I’m so ashamed to say I have racist thoughts. I grew up in a small suburban town believing that no matter your ethnicity, racist remarks where never appropriate. I moved into a large urban city 5 years ago and found my thoughts and feelings on racism being altered by my experience with people in my neighborhood.
I live in an area with a high immigrant population of Asian/ Vietnamese / Hispanic families. I also live down the street for a low income housing project that has a high majority of African American families. The Asian and Hispanic populations are very hard working individuals, opening stores, restaurants and businesses. They put me to shame with their work ethic, often working weekends and holidays. I always see my Asian/ Hispanic neighbors working their houses, playing in the park with their children, or sending time with their families, after they have worked all week and into the weekend. We always greet each other with simple words and friendly gestures.

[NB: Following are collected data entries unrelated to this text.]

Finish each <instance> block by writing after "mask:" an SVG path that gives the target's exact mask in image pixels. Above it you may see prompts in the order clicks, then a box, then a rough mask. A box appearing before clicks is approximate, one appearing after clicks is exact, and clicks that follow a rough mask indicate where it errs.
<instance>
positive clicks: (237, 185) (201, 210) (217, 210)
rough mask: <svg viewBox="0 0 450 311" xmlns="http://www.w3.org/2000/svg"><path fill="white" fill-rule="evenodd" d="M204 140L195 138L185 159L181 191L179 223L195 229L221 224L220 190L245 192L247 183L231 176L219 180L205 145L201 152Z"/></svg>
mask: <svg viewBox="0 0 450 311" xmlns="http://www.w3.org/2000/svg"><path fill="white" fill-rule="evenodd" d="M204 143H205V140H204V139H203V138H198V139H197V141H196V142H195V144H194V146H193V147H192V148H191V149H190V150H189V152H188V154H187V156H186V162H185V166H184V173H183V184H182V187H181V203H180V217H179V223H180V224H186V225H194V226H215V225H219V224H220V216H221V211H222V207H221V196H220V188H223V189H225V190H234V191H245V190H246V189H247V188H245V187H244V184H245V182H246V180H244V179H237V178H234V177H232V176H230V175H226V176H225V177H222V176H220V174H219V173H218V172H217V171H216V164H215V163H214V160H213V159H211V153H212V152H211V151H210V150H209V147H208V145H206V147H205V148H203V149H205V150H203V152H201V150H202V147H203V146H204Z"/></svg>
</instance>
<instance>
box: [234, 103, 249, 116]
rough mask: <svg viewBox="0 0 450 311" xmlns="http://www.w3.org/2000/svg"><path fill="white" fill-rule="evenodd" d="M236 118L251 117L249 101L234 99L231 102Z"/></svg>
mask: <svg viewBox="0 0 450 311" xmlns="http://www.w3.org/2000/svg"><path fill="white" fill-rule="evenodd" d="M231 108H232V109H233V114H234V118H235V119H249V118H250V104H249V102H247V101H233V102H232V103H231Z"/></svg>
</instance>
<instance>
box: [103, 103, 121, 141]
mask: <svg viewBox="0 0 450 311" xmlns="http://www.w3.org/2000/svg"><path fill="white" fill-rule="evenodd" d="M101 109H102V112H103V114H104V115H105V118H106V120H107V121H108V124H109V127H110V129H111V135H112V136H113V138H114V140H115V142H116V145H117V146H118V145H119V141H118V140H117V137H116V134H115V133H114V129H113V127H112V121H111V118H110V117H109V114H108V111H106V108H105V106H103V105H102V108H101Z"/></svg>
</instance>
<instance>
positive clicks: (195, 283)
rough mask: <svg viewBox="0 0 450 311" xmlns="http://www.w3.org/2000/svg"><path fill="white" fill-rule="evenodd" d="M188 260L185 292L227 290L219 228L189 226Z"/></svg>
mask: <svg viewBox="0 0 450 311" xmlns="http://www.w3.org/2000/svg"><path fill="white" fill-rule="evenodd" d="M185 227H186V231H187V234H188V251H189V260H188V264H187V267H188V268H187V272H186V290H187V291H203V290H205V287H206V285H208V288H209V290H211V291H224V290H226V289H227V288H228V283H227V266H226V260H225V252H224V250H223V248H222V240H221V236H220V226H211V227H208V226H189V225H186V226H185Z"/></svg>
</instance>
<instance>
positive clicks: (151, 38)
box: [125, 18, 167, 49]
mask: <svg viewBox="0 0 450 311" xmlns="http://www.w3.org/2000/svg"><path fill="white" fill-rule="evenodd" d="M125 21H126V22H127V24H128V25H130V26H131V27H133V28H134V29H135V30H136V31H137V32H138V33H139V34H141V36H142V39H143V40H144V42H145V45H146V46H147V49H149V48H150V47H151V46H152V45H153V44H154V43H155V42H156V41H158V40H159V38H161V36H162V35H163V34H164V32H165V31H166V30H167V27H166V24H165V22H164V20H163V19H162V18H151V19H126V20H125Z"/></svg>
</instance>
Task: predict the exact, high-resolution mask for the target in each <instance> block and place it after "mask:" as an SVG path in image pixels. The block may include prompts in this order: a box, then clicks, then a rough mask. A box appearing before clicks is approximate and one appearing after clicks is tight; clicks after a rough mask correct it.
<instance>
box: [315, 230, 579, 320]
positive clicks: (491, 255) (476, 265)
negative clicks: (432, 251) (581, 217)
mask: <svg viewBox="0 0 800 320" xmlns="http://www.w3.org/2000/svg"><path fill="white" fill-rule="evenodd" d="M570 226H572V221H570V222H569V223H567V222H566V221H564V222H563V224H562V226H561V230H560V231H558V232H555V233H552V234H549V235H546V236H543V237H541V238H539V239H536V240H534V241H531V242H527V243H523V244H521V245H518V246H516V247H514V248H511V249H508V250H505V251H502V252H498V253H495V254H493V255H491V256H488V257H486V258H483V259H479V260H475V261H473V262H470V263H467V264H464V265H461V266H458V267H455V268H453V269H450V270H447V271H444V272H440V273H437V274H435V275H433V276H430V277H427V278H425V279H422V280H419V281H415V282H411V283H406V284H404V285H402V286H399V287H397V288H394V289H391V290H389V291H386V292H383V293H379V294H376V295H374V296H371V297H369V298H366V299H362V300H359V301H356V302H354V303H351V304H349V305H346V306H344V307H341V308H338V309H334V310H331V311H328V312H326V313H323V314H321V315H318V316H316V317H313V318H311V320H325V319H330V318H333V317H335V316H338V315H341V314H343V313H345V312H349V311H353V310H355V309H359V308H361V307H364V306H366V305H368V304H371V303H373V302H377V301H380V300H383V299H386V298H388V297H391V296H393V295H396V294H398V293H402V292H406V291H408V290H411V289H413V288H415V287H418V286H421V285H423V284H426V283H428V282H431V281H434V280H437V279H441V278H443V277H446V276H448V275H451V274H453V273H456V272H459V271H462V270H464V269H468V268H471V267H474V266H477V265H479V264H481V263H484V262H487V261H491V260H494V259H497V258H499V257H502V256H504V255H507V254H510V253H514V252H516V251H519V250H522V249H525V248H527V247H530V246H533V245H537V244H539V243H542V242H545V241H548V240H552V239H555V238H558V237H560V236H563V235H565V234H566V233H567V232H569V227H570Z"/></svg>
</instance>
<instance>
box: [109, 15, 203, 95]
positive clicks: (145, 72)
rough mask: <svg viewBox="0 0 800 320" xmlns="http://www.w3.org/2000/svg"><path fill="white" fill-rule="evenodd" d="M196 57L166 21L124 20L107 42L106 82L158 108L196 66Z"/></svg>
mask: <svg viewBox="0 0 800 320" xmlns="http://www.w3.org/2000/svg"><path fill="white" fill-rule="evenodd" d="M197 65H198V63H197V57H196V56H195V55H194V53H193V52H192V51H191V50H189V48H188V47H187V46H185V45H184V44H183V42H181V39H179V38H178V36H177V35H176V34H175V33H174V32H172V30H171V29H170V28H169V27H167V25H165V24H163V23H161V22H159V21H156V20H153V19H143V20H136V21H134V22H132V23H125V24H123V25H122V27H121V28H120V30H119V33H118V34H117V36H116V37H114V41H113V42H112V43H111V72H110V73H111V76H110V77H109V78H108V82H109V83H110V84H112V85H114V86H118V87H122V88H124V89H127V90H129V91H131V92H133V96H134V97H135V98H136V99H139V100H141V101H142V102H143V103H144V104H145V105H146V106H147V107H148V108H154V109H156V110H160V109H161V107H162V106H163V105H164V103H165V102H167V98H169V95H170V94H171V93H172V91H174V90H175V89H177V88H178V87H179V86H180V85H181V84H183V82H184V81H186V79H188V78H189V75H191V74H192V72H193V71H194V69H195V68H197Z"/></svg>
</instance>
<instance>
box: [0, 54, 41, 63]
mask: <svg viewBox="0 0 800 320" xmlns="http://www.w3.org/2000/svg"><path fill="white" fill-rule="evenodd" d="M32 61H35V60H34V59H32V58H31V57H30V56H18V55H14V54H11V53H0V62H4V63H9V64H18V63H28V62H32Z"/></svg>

When I walk past the housing project, I am heckled by my neighbors who yell sexual and offensive comments, fail to respect quite hours in the evening and often let their children wander around late into the night. I feel voices that I’ve heard say racist and offensive comments creep into my head and I bite my tongue to hold back a lot of words I feel inside.
But why? Why has the negativity of Racism crept into my head? I have very good friends who are African American, Ive been in mixed relationships, I even have an “adopted” aunt who I loved. I see their children as my own I would never disrespect an individual of this race, but I am struggling to understand the overall values of this ethnicity and the reason that I feel the way I do. What is happening in our culture and why has the majority of this ethnic group ended up becoming the so displaced in our society?